Mend Physical Therapy Blog and Injury Information

Hip Strength Alone Not Found To Be Associated With Knee Running Mechanics

June 8, 2020


Biomechanics in sports are essential to both performance and injury risk becoming more important as athletes begin to increase their training volume and reach higher levels of performance. Among runners poor biomechanics in the lower quarter have been associated with reduced running economy and in turn performance, as well as, overuse injuries such as patellofemoral pain. Contrary to internet wisdom and recommendations researchers have not agreed upon an ideal running gait in a healthy runner. Conversely, gait retraining by a Physical Therapist can help reduce abnormal forces in symptomatic runners.

In addition to a gait retraining assessment, Physical Therapists examine each runner to identify contributing impairments, such as weakness and tightness, which may have precipitated or perpetuated a runner’s current symptoms. Strength and biomechanics may or may not be associated with each other in runners. It is not uncommon to identify runners with adequate strength but poor mechanics or weak runners who improve their strength and continue to run pain free with poor mechanics. A recent study highlights the relationship between flexibility strength and running mechanics.

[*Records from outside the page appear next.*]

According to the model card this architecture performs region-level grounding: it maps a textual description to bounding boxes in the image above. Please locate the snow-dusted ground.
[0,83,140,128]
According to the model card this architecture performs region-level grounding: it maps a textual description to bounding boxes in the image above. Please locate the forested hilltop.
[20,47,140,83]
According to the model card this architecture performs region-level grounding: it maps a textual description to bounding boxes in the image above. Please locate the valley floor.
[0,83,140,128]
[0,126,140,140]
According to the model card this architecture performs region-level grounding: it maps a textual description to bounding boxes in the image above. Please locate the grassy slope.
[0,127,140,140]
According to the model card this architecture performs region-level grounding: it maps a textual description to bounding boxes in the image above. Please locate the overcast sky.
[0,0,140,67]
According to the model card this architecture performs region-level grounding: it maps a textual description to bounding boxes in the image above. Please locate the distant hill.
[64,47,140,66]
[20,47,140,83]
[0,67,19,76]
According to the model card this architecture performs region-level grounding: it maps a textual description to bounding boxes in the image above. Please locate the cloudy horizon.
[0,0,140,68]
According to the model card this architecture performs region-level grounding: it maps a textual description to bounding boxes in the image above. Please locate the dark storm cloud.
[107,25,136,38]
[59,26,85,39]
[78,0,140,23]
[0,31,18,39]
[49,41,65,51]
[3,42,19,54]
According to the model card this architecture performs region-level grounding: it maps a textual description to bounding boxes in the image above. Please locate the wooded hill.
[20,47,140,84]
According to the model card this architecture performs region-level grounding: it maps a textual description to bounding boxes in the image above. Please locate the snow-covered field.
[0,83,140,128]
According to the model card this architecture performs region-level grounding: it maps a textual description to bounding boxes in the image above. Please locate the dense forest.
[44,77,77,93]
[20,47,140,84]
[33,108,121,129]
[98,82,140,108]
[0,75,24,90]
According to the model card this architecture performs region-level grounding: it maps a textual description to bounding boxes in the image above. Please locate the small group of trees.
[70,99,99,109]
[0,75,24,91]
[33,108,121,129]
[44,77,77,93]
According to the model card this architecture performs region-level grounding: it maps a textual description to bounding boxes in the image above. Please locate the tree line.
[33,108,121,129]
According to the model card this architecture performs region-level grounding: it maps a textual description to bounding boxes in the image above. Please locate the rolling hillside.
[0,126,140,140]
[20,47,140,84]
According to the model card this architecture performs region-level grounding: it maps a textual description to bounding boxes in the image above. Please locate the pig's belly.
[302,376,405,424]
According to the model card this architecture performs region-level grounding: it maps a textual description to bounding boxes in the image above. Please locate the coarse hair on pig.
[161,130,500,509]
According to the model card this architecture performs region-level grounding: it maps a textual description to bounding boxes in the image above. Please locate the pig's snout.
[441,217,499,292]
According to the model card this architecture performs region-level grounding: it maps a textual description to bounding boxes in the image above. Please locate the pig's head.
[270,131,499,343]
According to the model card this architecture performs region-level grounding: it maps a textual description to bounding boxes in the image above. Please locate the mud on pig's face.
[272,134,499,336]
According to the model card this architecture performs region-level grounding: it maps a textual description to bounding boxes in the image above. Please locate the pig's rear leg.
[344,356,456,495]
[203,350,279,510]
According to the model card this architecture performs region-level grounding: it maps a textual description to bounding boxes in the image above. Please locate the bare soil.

Zeitoune and colleagues recruited 29 healthy runners to determine the association between their clinical examination of strength, endurance, and flexibility and a running gait evaluation (Gait and Posture. 2020). Authors used a three dimensional motion analysis to document a runner’s gait. They reported a runner’s relative pelvic drop and hip adduction (opposite pelvic drop from stance leg and inward motion of the thigh under the pelvis) were associated with ankle eversion (outward movement of the foot relative to the ankle) in stance. No correlation was found between hip strength (gluteus maximus and medius/minimus) and knee position or valgus in these runners.

This study highlights the importance of not assuming muscle weakness in athlete’s with poor mechanics. If the athlete is weak the first step is building a muscle’s capacity to handle the demands of sport with strength training. The second step includes sport specific interventions to train an athlete to utilize this capacity to improve their mechanics and in turn performance.